Cité ouvrière de 16 000 habitants
irriguée par l'industrie textile, Fourmies, dans l'Avesnois, est en
fête ce 1er mai 1891.
Grèves, manifestations, pique-niques
et bals dansés, sont au programme du jour. Un programme qui rassure
le préfet, lequel prédit le 26 avril qu'il n'y a aucun danger en
perspective, la Gendarmerie suffira à assurer l'ordre.
Les ouvriers réclament la journée de 8 heures, la création d'une bourse du travail, l'amélioration des conditions d'hygiène, ainsi que la création de caisses de retraite.
De nombreuses victimes
Le jour J, le soleil brille sur Fourmies. Dès 9 h, plusieurs manifestants tentent de rallier à leur cause la seule filature où le travail n'a pas cessé. Il s'ensuit des échauffourées avec les gendarmes.
Quatre ouvriers sont arrêtés et coffrés en mairie. La foule accourt pour réclamer leur libération.
Deux compagnies d'infanterie du 145e de ligne de Maubeuge investissent la ville et le calme revient. La suite de la journée se passe sans anicroche, entre repas de famille, théâtre et bonne humeur.

Mais à 18 h 45, alors qu'environ 200 manifestants se rassemblent sur la place de l'église, pour réclamer de nouveau la libération des quatre détenus, tout dérape en un éclair.
Des cailloux volent en direction des 300 soldats chargés du maintien de l'ordre. La foule se presse.

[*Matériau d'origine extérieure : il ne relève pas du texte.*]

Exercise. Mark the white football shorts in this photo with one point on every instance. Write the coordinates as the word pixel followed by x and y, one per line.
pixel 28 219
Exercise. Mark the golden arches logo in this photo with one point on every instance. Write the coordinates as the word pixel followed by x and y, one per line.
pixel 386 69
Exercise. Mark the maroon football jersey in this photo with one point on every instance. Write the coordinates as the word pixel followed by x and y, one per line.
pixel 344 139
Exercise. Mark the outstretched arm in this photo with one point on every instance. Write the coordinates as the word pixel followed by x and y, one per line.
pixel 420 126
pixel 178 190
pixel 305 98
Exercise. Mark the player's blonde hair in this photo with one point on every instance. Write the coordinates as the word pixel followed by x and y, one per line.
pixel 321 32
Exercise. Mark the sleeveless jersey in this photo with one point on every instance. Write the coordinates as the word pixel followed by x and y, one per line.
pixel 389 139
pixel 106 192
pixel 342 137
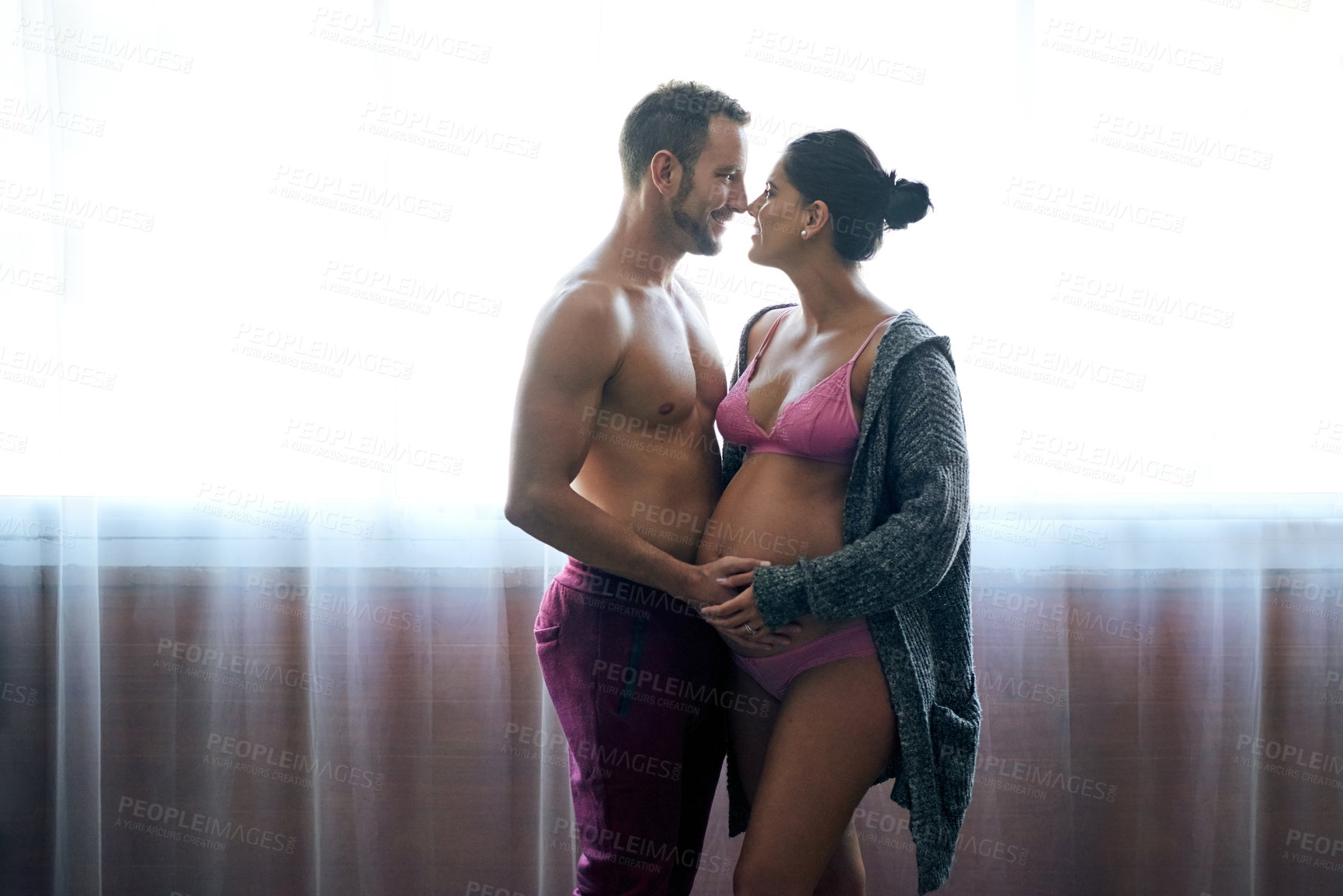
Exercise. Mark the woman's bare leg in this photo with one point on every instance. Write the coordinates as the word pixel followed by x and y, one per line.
pixel 833 738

Le commandant Chapus ordonne à ses hommes de tirer en l'air. Les manifestants restent stoïques. Alors, les soldats ouvrent le feu. On relève 10 victimes touchées à bout portant, comme Maria Blondeau 18 ans, Kéber Giloteaux, 19 ans ou Emile Cornaille, 11 ans.
Une trentaine d'autres civils ont été blessés au cours de la fusillade.
Funèbre inauguration
Ironie, les militaires venaient de
percevoir le tout nouveau fusil Lebel, calibre 8 mm. A Fourmies, c'est
sur une gamine que le Lebel fit son premier essai
, écrira le chansonnier
Montéhus.
Le 4 mai 1891 ont lieu les funérailles des victimes en présence de plus de 30 000 personnes. Culine et Lafargue, les meneurs du Parti Ouvrier Français, sont eux arrêtés et condamnés pour provocation directe au meurtre, à respectivement six et un an de prison.
Après cette tragédie, Georges
Clémenceau alerte ses collègues députés sur l'importance de ce
qu'il s'est passé à Fourmies. Il éclate aux yeux des moins
clairvoyants que partout, le monde des travailleurs est en émoi, que
quelque chose de nouveau vient de surgir (…). Il y a quelque part
sur le pavé de Fourmies, une tache innocente qu'il faut laver à
tout prix.
En 1903, un monument commémoratif sera élevé au cimetière de Fourmies, en l'honneur des fusillés.